I am not a career politician, and leadership positions in public office are not built for regular people who may have struggles with addiction, mental ill health, or any other illness that has stigma attached. We have seen this play out with career ending moments from politicians across the political spectrum in recent times.
I did not engage in any sexual activity as alleged, but I do have a problem with alcohol. After an incident where I was drunk in public, which to my great embarrassment and shame seems to have been recorded, I sought counsel from my friends, family and colleagues and have since sought professional help.

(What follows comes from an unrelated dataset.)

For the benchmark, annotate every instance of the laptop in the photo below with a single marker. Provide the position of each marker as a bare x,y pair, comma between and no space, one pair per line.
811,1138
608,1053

I am a flawed person, but I care deeply about this city. I will continue to represent the hopes and aspirations of my local community and I will do so with the compassion and care of those around me and with the professional help required.

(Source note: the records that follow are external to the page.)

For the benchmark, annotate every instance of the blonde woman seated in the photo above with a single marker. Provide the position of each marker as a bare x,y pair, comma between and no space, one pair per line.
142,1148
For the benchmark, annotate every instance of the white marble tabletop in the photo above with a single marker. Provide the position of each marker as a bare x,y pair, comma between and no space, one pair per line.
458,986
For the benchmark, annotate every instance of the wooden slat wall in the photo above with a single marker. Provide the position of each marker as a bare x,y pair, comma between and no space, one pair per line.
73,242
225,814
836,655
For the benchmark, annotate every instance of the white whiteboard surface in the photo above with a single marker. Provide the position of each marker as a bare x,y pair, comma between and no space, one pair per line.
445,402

I would like to say to others struggling with alcohol issues that you can seek help and still commit to your passions, work, family, friends in a way that is meaningful. We are complex, layered people and deserving of love.
I would appreciate respect and care from the media whilst navigating this period of sobriety and professional support.
In July Tory Whanau was accused of being drunk, walking out without paying and saying “Don't you know who I am”. She “strenuously” denied she was drunk or behaved badly.
Now she has said she does have a problem with alcohol, but only after media approached her regarding a video of allegedly drunken antics, and asked her extremely direct questions. Rather than answer the questions, she has done a press release.
National List MP Aaron Gilmore was forced out of Parliament over alleged behaviour with alcohol that was far less serious that what is alleged here.
The Mayor recently supported a Code of Conduct complaint against a third of her own Council. Of interest the Code states:
Members should not place themselves in situations where their honesty and integrity may be questioned, should not behave improperly and should on all occasions avoid the appearance of such behaviour.
Should a Councillor lodge a code complaint against the Mayor? I don't think they should as I hate code of conduct complaints, but she has not been shy to use them herself.
Of course there is no mechanism to make a Mayor resign. The Council can't sack a Mayor, and the Minister can't sack them (only an entire Council).
Only 23 months until the next local elections!